Este país es un mal lugar para ser recordado. Estamos en guerra civil, manifiesta o latente, desde no se sabe cuándo y más singularmente desde la formación como estado moderno al comienzo del siglo XIX, y los muertos deberían pensar si quieren ser homenajeados u olvidados. Entre la fervorina del homenaje y la indiferencia del olvido, lo primero está lejos de ser un privilegio. Los huesos de nuestros héroes sirven a los compadres vivos para hacer mazas con las que aporrear a los nuevos difuntos, que, a su vez, estarán en tránsito hacia el homenaje o el olvido, según su color y circunstancia, en una rueda sin fin.

En el largo pasaje entre el siglo pasado y este, padecimos el enésimo avatar de nuestras endémicas guerras carlistas con centenares de asesinados en el bando democrático. Esa guerra terminó hace más de una década y, si bien su final no satisfizo las aspiraciones y manías de todos, puede decirse que devolvió el sosiego a la sociedad y los términos de la paz conseguida contaron con un acuerdo político absolutamente mayoritario. Por supuesto, la huella que deja la violencia es indeleble y, como escribe Karl Marx en su 18 Brumario, la tradición de todas las generaciones muertas oprime como una pesadilla el cerebro de los vivos. Pero en este país, cuyo folclore celebra con gran jolgorio la ejecución del fundador de la religión mayoritaria, llevado a hombros por militares cuyo lema es el oxímoron ¡viva la muerte!, la sentencia de Marx tiene un tinte banal, utilitario, obsceno.  Y en esas estamos.
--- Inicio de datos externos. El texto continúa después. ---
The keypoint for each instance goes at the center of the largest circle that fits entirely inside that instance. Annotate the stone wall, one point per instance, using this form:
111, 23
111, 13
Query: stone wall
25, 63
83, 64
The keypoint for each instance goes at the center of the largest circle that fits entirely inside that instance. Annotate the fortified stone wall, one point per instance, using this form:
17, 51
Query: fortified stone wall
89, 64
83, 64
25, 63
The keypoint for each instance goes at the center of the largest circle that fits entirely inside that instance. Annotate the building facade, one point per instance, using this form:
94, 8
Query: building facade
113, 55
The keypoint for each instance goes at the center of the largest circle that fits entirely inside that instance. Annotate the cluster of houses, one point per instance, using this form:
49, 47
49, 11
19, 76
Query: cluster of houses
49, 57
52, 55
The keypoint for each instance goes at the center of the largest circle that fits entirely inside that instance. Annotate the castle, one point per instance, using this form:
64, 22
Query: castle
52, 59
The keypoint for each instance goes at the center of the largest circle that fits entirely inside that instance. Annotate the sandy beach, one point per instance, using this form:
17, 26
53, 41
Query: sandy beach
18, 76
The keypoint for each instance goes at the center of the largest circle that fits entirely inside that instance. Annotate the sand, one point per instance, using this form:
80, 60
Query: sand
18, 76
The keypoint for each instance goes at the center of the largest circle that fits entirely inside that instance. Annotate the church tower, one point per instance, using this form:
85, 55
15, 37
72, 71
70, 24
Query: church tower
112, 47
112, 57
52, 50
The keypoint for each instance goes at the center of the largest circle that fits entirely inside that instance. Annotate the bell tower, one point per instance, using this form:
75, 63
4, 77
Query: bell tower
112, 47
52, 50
No todas las víctimas de la violencia de sus vecinos tienen el mismo peso en la conciencia de la sociedad; el recuerdo de las más queda constreñido al ámbito familiar, privado, pero unas pocas, ya sea por su relevancia en vida o por las circunstancias en que fueron asesinadas, consiguen sacudir a la sociedad, movilizar voluntades y, en último extremo, cambiar la historia. No hay duda de que dos de estas víctimas, alevosamente asesinadas por pistoleros de eta, fueron Gregorio Ordóñez y Miguel Ángel Blanco. Nadie discute su sacrificio ni la condena a sus ejecutores pero he aquí que ambos han sido reclutados para una bronca doméstica en la tribu que se ha apropiado de su memoria. La greña ha sido provocada por una siniestra rima tabernaria -¡que te vote Txapote!- adoptada por la coalición reaccionaria como lema de campaña electoral con la bendición de su moderado líder don Feijóo. En esta tesitura, los afectos a Miguel Ángel Blanco no rechazan que la memoria de este sea utilizada para machacar al presidente del gobierno, y los de Ordóñez piden que la dejen en paz.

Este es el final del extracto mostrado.